During that year, an Australian pathologist named Ralph Douglas Reye, M.D. wrote a paper which described a group of children with common abnormalities, including severe tiredness, belligerence, and excessive vomiting.
By the year 1980, a number of other researchers had established that there is a strong association between the ingestion of aspirin during and after a viral illness.
These viruses linked to Reye’s syndrome include Chicken pox, Influenza, Mumps, Rubella, Rubeola, Polio, Epstein-Barr, Herpes simplex, Cytomegalovirus, Coxsackie, and Anenovirus.
Most physicians during the 1960s were completely unfamiliar with the syndrome at the time, and they needed to know what constituted a positive diagnosis.
It was less than 20 years ago that another part of the research community finally linked the use of aspirin (and other similar drugs known as salicylates) as being the cause of these symptoms.

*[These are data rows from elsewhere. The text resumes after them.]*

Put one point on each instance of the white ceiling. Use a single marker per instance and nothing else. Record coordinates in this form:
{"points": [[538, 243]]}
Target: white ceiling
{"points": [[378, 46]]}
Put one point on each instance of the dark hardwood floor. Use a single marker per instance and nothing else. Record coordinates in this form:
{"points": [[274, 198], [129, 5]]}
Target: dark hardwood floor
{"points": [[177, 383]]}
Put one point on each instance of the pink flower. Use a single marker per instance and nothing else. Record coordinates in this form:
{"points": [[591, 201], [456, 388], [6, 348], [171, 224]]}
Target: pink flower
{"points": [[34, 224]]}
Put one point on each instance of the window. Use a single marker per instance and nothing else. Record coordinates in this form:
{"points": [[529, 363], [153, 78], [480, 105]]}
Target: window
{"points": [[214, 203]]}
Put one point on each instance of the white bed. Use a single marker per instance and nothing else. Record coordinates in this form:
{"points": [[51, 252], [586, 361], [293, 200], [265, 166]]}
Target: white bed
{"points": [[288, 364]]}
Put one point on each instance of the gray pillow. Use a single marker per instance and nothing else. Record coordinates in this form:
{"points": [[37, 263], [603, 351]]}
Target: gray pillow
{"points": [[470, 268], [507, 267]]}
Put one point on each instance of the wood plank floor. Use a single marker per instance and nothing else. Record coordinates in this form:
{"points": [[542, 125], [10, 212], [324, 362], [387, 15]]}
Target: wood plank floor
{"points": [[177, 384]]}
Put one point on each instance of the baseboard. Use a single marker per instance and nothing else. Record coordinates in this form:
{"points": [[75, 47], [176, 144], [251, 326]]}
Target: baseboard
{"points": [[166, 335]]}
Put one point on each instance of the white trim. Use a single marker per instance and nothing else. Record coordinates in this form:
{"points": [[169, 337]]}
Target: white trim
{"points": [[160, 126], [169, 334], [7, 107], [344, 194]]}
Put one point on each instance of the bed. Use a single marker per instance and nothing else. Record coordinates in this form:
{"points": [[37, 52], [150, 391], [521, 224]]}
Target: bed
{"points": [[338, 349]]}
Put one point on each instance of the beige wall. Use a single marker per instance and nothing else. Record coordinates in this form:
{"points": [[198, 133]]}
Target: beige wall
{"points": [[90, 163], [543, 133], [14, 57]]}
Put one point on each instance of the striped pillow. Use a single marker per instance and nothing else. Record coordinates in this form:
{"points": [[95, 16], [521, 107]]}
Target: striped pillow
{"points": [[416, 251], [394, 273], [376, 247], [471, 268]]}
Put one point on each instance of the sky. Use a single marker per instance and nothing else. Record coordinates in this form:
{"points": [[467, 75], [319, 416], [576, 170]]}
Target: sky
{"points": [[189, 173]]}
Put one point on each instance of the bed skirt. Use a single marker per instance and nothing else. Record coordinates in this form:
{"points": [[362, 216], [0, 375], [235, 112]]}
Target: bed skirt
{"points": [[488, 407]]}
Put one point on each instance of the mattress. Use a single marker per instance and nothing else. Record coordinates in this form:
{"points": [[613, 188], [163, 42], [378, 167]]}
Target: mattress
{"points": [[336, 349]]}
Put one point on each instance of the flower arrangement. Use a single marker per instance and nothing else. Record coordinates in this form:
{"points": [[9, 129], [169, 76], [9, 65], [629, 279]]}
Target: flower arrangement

As soon as this was formally recognized, accepted, and communicated to other professionals (and to the general public), the numbers of Reye’s Syndrome cases started decreasing. From 1979 to 1985, purchases of children’s aspirin declined from 560 million tablets to 173 million. The number of Reye’s Syndrome cases decreased from a high of nearly 700 in 1980, to less than 100 cases reported by 1985.
It was a year later that the CDC recommended that aspirin labels include a warning relating cause and effect. Not until the warning became mandatory did the number of Reye’s cases plummet.
QUICK FACTS
Condition: Reye’s syndrome; a disorder that affects all organs of the body, but
most lethally affects the liver and brain.
Link to Mental Retardation: Children who survive are often left with neurological
abnormalities and mental retardation.